AES-CFB8 chiffre chaque octet du texte en clair en ajoutant un "vecteur d'initialisation" de 16 octets au texte en clair, puis en appliquant AES aux 16 premiers octets de IV+texte en clair, en prenant le premier octet de la sortie AES, et en XOR avec le prochain octet de texte brut.

Afin de pouvoir chiffrer les octets initiaux d'un message, un vecteur d'initialisation (IV) doit être spécifié pour amorcer le processus de chiffrement. Cette valeur IV doit être unique et générée aléatoirement pour chaque texte brut distinct chiffré avec la même clé. La fonction ComputeNetlogonCredential, cependant, définit que ce IV est fixe et doit toujours se composer de 16 octets zéro. Cela enfreint les exigences pour utiliser AESCFB8 en toute sécurité: ses propriétés de sécurité ne sont valables que lorsque les IV sont aléatoires.

Alors, est-ce vraiment un problème ici ? Qu'est-ce qui peut mal tourner avec une IV tout zéro ? En fait, il existe peu d'informations sur de CFB8. Pour mieux comprendre la faille, des attaques en texte clair choisies ont été simulé. Les résultats ont été les suivants : pour 1 clé sur 256, l'application du chiffrement AESCFB8 à un texte en clair à zéro entraînera un texte chiffré tout aussi à zéro.
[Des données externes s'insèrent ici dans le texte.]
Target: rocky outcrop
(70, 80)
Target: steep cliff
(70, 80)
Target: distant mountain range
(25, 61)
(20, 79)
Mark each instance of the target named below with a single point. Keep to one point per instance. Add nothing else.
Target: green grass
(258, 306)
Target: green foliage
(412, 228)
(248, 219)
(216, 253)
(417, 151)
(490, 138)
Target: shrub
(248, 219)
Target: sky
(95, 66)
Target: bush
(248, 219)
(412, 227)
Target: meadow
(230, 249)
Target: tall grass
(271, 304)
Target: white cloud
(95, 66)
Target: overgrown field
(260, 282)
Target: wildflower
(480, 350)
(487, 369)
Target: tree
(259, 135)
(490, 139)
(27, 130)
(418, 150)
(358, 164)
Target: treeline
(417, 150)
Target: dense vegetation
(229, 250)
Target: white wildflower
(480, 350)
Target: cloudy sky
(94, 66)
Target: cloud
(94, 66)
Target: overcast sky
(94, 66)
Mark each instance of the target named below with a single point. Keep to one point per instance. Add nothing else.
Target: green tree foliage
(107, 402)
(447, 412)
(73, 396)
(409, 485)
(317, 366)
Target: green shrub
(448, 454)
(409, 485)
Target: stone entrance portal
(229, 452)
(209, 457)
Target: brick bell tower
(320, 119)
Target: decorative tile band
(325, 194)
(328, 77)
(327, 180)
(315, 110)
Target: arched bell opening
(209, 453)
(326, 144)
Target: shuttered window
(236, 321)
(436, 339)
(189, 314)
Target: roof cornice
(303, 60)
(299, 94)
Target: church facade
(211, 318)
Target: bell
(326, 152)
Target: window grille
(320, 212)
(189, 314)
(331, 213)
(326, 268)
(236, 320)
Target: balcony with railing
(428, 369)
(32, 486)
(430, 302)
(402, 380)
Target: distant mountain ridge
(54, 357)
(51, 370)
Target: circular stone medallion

En fait, cette propriété est un peu plus générale : quand un IV ne comprend que des zéros, il y aura un entier 0 ≤ X ≤ 255 pour lequel il admet qu'un texte en clair commençant par n octets avec la valeur X aura un texte chiffré qui commence avec n octets de valeur 0. X dépend de la clé de chiffrement et est distribué de manière aléatoire. Pour attaquer Netlogon, il suffit de savoir qu'une entrée tout à zéro peut entraîner une sortie tout à zéro.

ET POUR CONCLURE 

En envoyant simplement un certain nombre de messages Netlogon dans lesquels divers champs sont remplis de zéros, un attaquant peut changer le mot de passe de l'ordinateur du contrôleur de domaine qui est stocké dans l'AD. Cela peut ensuite être utilisé pour obtenir les informations d'identification de l'administrateur du domaine, puis restaurer le mot de passe d'origine du contrôleur de domaine.

Cette attaque a un impact énorme : elle permet fondamentalement à tout attaquant sur le réseau local (comme un initié malveillant ou quelqu'un qui a simplement branché un appareil sur un port réseau sur site) de compromettre complètement le domaine Windows. L'attaque est totalement non authentifiée: l'attaquant n'a pas besoin d'informations d'identification utilisateur. Heureusement, le correctif publié le Patch Tuesday d'août 2020 résout ce problème en appliquant Secure NRPC (c'est-à-dire la signature et le scellement de Netlogon) pour tous les serveurs et clients Windows du domaine.